Metastatic abdominal adenopathy

First published on SonoWorld

Case Presentation
A young man presents with diffuse pain in the abdomen. He gives a history of cutaneous melanoma excised from the right groin. An abdominal ultrasound was performed.

Transverse image below the level of the umbilicus
Caption: Transverse image below the level of the umbilicus. | Description: A large, lobulated heterogeneous soft tissue mass is seen in the pelvis.
Sagittal view of the right hypochondrium
Caption: Sagittal view of the right hypochondrium. | Description: A lobulated, heterogeneous mass is seen in the subhepatic space, abutting the right kidney. The mass also impinges on the right lobe of the liver. A small amount of ascites is seen in this image.
Transverse view of the right kidney
Caption: Transverse view of the right kidney. | Description: No clear fat plane is identified between the mass and the right kidney, suggesting the possibility of the mass infiltrating the kidney. There is no hydronephrosis. The ascites is noted again.
Transverse view of the left kidney
Caption: Transverse view of the left kidney. | Description: The left kidney demonstrates mild hydronephrosis. Multiple hypoechoic masses are noted adjacent to the left kidney [in this image two masses are seen, one anteriorly and one large mass posteriorly].

Differential Diagnosis

1. Metastatic nodes, 2. Infectious adenopathy, 3. Lymphoma [less likely, as lymphoma typically produces hypoechoic masses]
In a patient with known history of melanoma, findings of enlarged nodes, trace ascites and mild left hydronephrosis more likely represent a metastatic process involving the abdomen. The presence of probable invasion of the right kidney by the nodal mass further strengthens this impression.

Final Diagnosis

Multiple, metastatic enlarged nodes throughout the abdomen with trace ascites and mild left hydronephrosis. An MRI scan confirmed the infiltration of the right kidney by the nodal mass.

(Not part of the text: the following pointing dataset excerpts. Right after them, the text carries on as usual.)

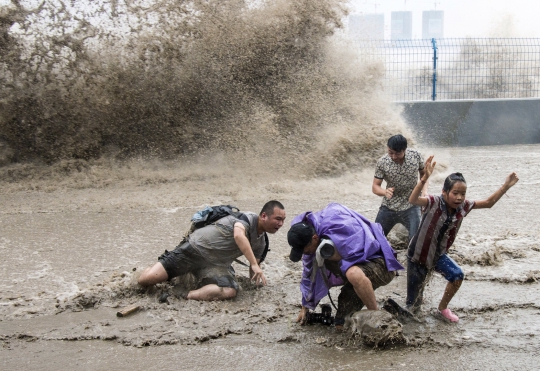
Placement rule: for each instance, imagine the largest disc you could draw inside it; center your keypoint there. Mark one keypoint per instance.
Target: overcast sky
(462, 18)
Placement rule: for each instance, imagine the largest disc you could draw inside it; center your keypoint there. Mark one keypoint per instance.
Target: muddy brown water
(71, 245)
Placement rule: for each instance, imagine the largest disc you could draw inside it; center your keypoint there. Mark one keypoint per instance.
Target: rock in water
(375, 327)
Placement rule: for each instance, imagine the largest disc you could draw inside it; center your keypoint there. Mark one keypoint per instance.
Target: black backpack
(212, 214)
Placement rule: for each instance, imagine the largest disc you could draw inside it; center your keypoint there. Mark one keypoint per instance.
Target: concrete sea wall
(474, 122)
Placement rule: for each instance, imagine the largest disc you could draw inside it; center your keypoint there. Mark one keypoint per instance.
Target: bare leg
(362, 286)
(449, 292)
(212, 292)
(154, 274)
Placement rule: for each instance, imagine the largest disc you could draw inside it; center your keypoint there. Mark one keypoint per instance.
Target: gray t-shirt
(403, 177)
(216, 242)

According to Leiter et al, metastases of cutaneous melanoma develop via three main metastatic pathways and occur as satellite or in-transit metastasis, as regional lymph node metastasis or as distant metastasis at the time of primary recurrence. Many metastatic melanomas are silent i.e. they cause no symptoms. Organ failure due to the metastatic process is usually the cause of death in these patients. In its distant spread, melanoma can involve almost any organ; however, the organs commonly involved besides lymph nodes are lungs, liver, brain, kidneys and adrenals.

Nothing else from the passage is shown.